La intervención de Chee se tradujo en un silencio helado pero breve, seguido por su firma en un impreso de alta contra consejo del médico y una declaración de responsabilidad financiera. Así, Hosteen Frank Sam Nakai quedó de nuevo en libertad.
Chee se subió a la parte trasera de la ambulancia con Nakai y el ayudante técnico sanitario de urgencias.

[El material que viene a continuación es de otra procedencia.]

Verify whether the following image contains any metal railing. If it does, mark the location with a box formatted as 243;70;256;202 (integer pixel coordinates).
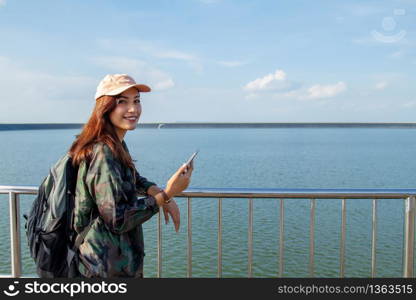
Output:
0;186;416;278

– Supongo que ya sabe que han cogido a uno de los bandidos del casino -comentó el enfermero-. Lo dijeron en las noticias de las seis.
– No -dijo Chee-. ¿Cómo fue?
– El tipo se pegó un tiro -dijo el enfermero-. Era aquel que tenía un programa en la radio, una especie de derechista. Según las noticias, criaba ganado al sur de Aneth; estaba casado con una mujer navaja y utilizaba la adjudicación de pastos de ella.
– ¿Se pegó un tiro? ¿Y de eso qué han dicho?
– Poca cosa. Fue en su propia casa. Supongo que lo habrían acorralado y prefirió que no lo detuvieran. Se llamaba Everett Jorie. Y ahora ya saben quiénes fueron los otros dos. Dicen que los dos son de por aquí, de Utah, y que pertenecen a no sé qué grupo de militantes.
– Jorie -dijo Chee-; nunca había oído ese nombre.
– Tenía un programa en la radio, ya sabe, allí llamaban los idiotas para quejarse del gobierno.
– De acuerdo, ya sé quién es.
– Además, ya han identificado a los otros dos. Un tal George Ironhand y otro tal Buddy Baker. Creo que Ironhand es ute. De todos modos, dijeron que había trabajado en el casino ute.
– ¿Y cómo los identificaron?
– En la tele dijeron que los había identificado el FBI, pero no contaron cómo.
– ¡Demonios! -dijo Chee-. Tenía esperanzas de que los encontraran en Los Ángeles, en Tulsa, en Miami o en cualquier otra parte, pero lejos de aquí.
El enfermero de la ambulancia se rió.
– No tiene ganas de andar peinando los cañones otra vez, ¿eh? Yo tampoco las tendría.
Chee no hizo ningún comentario.
Entonces, Hosteen Nakai suspiró y dijo:
– Ironhand. -Y volvió a suspirar.
Chee se inclinó hacia él y dijo:
– Pádrecito, ¿se encuentra bien?
– Ironhand -repitió Nakai-. Ten cuidado con él. Era un brujo.
– ¿Un brujo? ¿Qué hizo?
Pero Hosteen Nakai volvió a quedarse dormido.